Conference Schedule

Track one or two? Eeenie, meenie, miney, moe…

log in to bookmark.

Y’all Wanna Scrape with Us? Content Ain’t a Thing : Web Scraping With Our Favorite Python Libraries

A Talk presented by Katharine Jarmul

Time

Thursday, September 8th 3:30 p.m.–4:10 p.m.

Level

Experienced

Description

Love or hate them, the top python scraping libraries have some hidden gems and tricks that you can use to enhance, update and diversify your Django models.

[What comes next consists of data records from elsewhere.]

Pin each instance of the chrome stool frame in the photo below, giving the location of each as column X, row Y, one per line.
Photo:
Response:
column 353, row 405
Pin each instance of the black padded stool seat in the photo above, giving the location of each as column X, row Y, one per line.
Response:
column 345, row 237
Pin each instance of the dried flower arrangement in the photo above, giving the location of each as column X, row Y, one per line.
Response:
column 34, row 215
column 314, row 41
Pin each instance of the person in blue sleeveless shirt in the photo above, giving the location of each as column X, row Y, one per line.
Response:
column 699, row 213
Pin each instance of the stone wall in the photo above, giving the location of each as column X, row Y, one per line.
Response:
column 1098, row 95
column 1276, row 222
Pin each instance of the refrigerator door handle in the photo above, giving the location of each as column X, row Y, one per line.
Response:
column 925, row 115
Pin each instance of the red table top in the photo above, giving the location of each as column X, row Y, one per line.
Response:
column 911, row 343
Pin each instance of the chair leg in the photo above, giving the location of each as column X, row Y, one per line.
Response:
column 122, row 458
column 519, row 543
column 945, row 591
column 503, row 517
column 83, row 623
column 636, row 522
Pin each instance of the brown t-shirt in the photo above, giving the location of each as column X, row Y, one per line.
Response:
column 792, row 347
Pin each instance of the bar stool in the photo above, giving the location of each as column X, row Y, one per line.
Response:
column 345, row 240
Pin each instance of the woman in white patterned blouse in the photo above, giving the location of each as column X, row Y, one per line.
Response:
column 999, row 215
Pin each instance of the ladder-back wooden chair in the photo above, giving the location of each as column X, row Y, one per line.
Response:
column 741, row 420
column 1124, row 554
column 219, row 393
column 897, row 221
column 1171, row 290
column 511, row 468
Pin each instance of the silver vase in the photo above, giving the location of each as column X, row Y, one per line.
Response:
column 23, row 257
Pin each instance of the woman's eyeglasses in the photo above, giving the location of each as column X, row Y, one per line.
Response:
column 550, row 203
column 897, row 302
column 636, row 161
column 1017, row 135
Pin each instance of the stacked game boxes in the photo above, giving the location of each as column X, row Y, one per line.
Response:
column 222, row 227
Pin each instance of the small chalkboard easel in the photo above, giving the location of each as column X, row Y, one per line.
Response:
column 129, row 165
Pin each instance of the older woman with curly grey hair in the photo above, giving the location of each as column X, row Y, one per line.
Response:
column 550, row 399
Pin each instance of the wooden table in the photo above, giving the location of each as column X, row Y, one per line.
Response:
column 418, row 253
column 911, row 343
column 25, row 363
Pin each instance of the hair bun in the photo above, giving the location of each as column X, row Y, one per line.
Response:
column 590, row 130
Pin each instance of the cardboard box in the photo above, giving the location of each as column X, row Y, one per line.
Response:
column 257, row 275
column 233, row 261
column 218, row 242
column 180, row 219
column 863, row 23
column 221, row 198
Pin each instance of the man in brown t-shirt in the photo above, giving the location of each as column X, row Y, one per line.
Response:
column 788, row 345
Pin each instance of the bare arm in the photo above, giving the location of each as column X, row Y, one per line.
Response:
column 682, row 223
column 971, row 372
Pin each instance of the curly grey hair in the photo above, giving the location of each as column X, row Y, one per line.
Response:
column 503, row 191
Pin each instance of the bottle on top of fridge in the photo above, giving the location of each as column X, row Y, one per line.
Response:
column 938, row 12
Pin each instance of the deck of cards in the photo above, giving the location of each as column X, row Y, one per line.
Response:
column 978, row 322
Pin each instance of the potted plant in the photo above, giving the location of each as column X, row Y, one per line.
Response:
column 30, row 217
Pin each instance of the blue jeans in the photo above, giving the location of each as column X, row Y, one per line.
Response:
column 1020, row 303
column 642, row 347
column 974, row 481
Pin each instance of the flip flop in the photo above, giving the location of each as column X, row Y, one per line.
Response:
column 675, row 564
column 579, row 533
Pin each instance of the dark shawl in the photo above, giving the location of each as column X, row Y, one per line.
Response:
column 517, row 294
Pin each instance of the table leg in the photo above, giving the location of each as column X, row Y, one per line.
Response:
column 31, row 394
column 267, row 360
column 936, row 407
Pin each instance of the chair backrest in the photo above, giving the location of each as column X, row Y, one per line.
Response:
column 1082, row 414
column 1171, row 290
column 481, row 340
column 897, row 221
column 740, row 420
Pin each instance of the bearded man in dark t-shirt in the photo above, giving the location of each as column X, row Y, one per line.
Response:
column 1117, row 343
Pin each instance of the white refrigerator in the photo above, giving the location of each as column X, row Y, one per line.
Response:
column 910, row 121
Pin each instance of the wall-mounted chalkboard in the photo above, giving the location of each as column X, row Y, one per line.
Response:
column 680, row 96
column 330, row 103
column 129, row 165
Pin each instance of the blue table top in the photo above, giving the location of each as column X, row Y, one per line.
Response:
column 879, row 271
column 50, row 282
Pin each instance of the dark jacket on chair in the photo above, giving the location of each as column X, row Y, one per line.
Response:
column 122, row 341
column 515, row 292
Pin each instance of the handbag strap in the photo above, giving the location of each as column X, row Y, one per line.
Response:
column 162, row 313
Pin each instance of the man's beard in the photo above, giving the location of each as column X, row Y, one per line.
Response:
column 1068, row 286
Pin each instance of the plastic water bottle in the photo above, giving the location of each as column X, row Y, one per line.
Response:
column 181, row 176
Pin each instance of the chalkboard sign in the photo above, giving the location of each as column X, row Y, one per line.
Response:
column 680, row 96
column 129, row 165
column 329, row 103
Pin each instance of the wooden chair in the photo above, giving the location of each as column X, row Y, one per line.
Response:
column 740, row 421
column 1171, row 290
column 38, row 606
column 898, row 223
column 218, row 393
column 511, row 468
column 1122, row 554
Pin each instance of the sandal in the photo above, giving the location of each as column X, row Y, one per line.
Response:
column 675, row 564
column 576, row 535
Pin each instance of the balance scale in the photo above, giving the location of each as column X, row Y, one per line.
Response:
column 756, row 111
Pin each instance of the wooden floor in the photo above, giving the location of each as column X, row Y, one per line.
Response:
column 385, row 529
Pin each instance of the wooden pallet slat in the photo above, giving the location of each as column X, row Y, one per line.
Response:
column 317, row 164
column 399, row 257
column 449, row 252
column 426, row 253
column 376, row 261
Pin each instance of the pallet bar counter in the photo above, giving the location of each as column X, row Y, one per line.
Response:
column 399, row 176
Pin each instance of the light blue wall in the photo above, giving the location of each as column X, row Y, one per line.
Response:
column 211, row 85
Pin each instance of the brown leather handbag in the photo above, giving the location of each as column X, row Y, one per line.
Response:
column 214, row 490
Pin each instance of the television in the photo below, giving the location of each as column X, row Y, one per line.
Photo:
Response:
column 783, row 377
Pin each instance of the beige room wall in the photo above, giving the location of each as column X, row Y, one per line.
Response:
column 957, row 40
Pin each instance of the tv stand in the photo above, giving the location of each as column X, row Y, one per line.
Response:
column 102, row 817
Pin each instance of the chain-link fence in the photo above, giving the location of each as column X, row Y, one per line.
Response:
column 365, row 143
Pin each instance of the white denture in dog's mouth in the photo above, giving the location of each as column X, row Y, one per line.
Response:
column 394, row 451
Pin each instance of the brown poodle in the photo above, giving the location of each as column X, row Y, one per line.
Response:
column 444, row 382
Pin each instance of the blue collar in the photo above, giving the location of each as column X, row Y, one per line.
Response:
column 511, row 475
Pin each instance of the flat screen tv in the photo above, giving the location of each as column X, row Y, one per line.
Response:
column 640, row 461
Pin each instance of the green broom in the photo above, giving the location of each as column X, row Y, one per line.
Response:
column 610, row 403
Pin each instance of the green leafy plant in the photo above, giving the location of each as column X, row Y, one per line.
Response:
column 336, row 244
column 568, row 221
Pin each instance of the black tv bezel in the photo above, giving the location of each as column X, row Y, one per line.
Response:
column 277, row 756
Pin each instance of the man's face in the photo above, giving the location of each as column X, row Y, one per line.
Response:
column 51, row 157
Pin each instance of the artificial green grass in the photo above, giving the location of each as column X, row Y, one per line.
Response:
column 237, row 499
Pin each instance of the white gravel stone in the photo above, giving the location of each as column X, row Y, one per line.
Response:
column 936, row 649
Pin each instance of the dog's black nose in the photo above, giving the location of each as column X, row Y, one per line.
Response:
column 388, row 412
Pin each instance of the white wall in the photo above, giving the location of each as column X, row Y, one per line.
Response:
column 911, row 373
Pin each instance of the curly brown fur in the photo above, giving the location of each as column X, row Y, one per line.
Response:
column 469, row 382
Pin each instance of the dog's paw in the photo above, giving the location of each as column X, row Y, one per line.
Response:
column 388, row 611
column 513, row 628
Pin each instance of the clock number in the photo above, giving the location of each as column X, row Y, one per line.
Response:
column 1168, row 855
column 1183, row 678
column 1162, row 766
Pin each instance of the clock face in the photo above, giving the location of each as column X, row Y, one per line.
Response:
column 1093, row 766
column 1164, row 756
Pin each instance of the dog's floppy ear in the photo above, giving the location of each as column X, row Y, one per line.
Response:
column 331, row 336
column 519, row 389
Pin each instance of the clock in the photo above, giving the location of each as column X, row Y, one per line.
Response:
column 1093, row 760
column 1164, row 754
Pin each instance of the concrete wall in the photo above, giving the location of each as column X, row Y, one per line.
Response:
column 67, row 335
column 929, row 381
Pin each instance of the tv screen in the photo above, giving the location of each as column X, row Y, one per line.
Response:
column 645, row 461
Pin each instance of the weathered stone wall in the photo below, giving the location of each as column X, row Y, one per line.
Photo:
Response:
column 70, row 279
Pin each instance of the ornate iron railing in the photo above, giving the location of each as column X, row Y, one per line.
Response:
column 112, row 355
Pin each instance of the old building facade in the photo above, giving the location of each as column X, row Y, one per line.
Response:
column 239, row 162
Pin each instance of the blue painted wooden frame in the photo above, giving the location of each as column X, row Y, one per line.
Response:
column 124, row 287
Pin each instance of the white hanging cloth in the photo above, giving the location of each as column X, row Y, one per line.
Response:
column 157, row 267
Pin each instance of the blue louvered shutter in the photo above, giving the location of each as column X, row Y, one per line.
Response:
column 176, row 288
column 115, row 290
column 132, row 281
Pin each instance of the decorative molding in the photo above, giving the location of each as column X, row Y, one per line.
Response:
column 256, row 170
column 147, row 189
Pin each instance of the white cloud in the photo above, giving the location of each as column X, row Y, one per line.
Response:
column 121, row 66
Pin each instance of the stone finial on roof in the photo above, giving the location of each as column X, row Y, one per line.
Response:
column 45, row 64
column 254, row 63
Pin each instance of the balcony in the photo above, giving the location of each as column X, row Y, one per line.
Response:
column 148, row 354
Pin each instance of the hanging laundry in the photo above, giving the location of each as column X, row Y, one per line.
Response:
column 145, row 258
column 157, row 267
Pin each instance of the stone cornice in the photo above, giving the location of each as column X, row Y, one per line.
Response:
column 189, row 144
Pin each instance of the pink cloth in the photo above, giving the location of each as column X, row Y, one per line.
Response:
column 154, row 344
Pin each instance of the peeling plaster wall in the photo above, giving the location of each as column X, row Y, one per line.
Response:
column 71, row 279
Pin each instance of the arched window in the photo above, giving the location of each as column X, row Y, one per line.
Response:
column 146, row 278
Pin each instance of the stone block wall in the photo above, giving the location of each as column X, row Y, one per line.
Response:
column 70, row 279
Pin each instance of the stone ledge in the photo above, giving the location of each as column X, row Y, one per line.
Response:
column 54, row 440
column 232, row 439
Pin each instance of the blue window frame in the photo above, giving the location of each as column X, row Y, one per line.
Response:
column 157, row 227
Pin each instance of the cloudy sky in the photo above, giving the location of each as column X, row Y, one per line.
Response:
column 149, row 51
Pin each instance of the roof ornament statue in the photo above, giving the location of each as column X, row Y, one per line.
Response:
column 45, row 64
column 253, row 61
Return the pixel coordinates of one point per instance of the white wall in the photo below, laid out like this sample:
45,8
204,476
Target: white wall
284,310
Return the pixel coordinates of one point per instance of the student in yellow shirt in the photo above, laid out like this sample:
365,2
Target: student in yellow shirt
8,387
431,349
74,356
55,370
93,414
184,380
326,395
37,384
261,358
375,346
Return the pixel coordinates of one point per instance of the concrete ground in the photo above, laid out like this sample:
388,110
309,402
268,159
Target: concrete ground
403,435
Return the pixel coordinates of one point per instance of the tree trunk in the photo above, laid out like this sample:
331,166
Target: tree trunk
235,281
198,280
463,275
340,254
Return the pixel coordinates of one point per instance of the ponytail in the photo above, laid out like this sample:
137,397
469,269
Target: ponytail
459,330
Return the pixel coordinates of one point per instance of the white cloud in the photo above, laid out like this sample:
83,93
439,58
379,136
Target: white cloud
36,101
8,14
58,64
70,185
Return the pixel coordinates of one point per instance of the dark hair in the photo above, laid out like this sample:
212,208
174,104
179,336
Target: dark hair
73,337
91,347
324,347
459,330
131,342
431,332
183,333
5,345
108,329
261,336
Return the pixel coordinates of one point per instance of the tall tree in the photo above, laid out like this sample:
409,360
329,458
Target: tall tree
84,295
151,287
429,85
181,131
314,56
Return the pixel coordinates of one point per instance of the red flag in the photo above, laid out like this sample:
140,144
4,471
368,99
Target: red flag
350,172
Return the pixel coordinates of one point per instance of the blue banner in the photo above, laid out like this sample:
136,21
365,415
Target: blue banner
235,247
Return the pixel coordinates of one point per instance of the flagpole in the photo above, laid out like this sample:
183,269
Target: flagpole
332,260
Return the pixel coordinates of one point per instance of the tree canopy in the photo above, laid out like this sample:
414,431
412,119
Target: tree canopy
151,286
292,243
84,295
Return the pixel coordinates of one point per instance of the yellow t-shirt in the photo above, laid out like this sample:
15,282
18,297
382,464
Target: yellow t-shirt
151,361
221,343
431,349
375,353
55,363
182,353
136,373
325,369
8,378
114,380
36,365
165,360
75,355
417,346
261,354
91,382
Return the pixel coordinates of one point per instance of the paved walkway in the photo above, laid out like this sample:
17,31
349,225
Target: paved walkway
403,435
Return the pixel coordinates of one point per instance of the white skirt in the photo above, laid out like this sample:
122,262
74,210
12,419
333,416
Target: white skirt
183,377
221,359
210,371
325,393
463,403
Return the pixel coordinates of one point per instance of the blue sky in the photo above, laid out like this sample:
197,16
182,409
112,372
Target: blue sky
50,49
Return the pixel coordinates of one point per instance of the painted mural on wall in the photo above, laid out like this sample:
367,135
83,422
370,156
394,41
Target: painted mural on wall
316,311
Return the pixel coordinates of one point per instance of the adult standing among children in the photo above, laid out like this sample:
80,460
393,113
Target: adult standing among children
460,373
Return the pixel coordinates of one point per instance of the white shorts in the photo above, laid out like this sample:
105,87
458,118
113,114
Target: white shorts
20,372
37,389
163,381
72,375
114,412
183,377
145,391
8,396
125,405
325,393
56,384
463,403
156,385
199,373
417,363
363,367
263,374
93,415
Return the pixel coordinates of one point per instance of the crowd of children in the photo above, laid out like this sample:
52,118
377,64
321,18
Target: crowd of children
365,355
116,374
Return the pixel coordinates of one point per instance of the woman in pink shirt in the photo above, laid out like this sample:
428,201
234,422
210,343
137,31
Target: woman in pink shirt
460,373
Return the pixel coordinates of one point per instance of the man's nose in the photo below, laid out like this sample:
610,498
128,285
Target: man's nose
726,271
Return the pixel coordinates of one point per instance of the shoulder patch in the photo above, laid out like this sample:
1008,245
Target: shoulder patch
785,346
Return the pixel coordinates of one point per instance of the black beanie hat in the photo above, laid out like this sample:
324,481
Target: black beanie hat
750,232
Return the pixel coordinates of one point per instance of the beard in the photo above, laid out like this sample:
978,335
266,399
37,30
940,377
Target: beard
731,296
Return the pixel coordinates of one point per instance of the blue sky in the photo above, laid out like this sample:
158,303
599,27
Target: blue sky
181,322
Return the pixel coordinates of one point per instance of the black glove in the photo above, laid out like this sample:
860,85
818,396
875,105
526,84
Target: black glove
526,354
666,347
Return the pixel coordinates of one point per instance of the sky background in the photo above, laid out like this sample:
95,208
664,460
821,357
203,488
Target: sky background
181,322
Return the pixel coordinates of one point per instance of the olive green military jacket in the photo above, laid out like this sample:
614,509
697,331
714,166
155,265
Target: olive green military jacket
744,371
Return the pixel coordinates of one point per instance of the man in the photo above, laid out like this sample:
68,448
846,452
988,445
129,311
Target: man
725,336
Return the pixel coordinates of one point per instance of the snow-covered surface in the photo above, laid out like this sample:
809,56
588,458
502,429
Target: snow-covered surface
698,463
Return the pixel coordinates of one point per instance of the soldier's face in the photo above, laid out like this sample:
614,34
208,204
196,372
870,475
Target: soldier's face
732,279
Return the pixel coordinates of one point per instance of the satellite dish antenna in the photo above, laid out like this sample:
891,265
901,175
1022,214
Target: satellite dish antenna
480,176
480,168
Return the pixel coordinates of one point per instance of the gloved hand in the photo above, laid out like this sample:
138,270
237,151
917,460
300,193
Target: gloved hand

This talk will teach you more advanced techniques to aggregate content from RSS feeds, Twitter, Tumblr and normal old web sites for your Django projects.

Abstract

Outline


  • lxml fu: etree vs html
  • lxml faves: iterlinks, prev/next, strip_tags, linepos
  • incorporating xpath
  • building your xml views/templates with lxml (this bullet is optional: may not have time but would love to hear if folks might find this useful)
  • learning how to build a good JSON API handler: what you can learn from some amazing api handlers when you have to build your own
  • feedparser, HTMLParser, re: the quick & dirty ways to parse when LXML isn't fast enough

Why learn from me? I’ve utilized these libraries to help build high-scale Django applications for the Washington Post and USA TODAY, covering everything from neighborhood blog aggregators, election coverage, Katrina mapping and financial reporting.